'You can't do that!' Delia Alford stated categorically.
'It's all I know,' Yancie confessed.
'Nonsense!' her aunt declared stoutly. `You can drive, and you can…'
'There's a driving job vacant at Addison Kirk,' Greville chipped in, and halted when both his mother and cousin looked at him. `But you wouldn't want to do that…'
'Oh, yes, I would!' Yancie jumped at the chance.
'Hey! I wasn't serious!' Greville protested.
'I am,' Yancie answered.
'I'm not sure they want a woman driver…' he began to prevaricate. Though when his two female relatives looked at him askance he had the grace to grin as he conceded, `But, perhaps, in these times of equal opportunities, it's time they had one.'
Greville then went on to outline how one of the senior drivers had retired at the end of December and how his replacement hadn't stayed in the job longer than a week, and Aunt Delia beamed. She was very proud of her son; he, as his father had been before him, was on the hoard of Addison Kirk.

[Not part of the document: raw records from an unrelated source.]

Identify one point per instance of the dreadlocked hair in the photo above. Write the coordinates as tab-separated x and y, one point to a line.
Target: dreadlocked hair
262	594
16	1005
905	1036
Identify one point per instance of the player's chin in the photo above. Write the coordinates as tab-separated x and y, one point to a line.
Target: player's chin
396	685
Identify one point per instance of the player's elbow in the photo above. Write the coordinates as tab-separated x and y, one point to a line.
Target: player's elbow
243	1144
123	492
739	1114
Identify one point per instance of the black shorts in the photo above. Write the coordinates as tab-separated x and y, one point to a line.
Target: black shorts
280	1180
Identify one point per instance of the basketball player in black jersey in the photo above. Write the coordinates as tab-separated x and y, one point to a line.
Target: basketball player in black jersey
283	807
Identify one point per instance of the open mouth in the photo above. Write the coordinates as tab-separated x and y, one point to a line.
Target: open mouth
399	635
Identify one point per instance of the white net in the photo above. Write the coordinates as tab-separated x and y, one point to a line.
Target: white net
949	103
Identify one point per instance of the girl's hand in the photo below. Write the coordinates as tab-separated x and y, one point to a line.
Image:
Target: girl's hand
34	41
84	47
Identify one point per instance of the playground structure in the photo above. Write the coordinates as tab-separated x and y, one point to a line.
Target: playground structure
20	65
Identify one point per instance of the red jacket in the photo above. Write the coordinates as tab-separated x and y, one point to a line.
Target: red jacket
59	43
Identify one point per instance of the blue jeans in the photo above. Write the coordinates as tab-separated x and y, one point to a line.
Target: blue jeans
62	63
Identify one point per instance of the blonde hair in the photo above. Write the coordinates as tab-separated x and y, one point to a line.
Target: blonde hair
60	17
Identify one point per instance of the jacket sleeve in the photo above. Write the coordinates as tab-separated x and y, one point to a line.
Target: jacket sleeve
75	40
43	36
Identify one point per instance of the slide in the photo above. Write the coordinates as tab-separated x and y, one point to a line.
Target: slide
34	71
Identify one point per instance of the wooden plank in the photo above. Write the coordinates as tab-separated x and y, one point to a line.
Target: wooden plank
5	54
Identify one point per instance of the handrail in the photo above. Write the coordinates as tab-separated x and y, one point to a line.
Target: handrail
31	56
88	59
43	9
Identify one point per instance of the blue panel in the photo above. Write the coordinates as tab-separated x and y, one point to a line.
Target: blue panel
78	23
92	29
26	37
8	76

'That's settled, then,' she stated, and, smiling at her son, she added, `What's the point of you being on the board if you can't give your little cousin a helping hand?'
His `little cousin' was five feet eight, but as she looked uncertainly at him so he too smiled. `Indeed,' he agreed, `what point?'
And so, after the formality of an interview the outcome of which she knew in advance Yancie had got the job. As to the politics of the matter, Greville had instructed the head of personnel to make no written mention of his interest, and Greville-while certain his cousin would fare well with her fellow workers-had suggested to her that it might be an idea not to mention that she had obtained the job through him.
'In fact,' he'd smiled, `it might be an idea if you didn't mention the family connection at all.'
So she hadn't, and inside a few weeks she had gone from not having a car to drive to having a Mercedes, a Jaguar and any number of other cars in which to visit her friends.